Goede voornemens, maar wie gaat het doen en betalen?

Reactie KNMG op Kabinetsbeleid volksgezondheid 2008

Utrecht, 18 september 2007 - De artsenfederatie KNMG is ingenomen met de beleidsvoornemens, die overigens al grotendeels bekend waren toen dit kabinet aantrad.

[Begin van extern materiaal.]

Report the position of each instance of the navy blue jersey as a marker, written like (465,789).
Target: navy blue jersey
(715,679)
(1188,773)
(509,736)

Kernbegrippen: kwalitatief goede zorg, preventie, innovatie, plezier in het werk. De begroting wordt vooral bepaald door het motto dat de zorg betaalbaar moet blijven. Met andere woorden: per saldo komt er praktisch niets bij. Het goede nieuws: meer handen aan het bed in de care, een actieplan arbeidsmarktbeleid zorg, meer geld voor de extramurale zorg, en enkele - al toegezegde - uitbreidingen van het pakket. Negatieve punten: geen extra geld voor preventie, nauwelijks geld voor kwaliteits- en veiligheidsverbetering en voor innovatie.

De bewindslieden zetten in de beleidsagenda in op een grote koerswijziging: "na de invoering van het nieuwe zorgstelsel is het nu tijd om aandacht te besteden aan de inhoudelijke kant van de zorg; daarvoor zullen de randvoorwaarden moeten worden gecreëerd". Een veelbelovend begin, met veel nadruk op het enorme belang van gezondheidsbevordering en preventie, de keuzevrijheid en rechten van de patiënt, en compassie, aandacht, respect en eigenwaarde (zoals de bewindslieden zelf schrijven) in de langdurige zorg. Er moet meer samenhang en coördinatie in de zorgketen komen, en er zijn grote doelen afgesproken met het veld op het gebied van patiëntveiligheid en kwaliteit. Na lezing van de begroting is wel de vraag wie dat allemaal betaalt. De overheid wijst voor de uitvoering vooral naar het zorgveld en de maatschappelijke organisaties - overigens niet ten onrechte - maar stelt daarvoor wel weinig financiële middelen ter beschikking. Met uitzondering van de pluspunten - aandacht voor de arbeidsmarktproblematiek, met name in de care, meer geld voor de extramurale zorg, uitbreiding van het basispakket - zijn er weinig stimulerende maatregelen te vinden. De speerpunten gezondheidsbevordering en innovatie komen er uitermate bekaaid van af. Dat betekent dat het veld zelf in de buidel moet tasten, innovaties moet ontwikkelen en de meeste grote vraagstukken moet zien op te lossen. Een grote opgave, vooral nu VWS zijn verantwoordelijkheid om de noodzakelijke randvoorwaarden te scheppen, niet lijkt te nemen.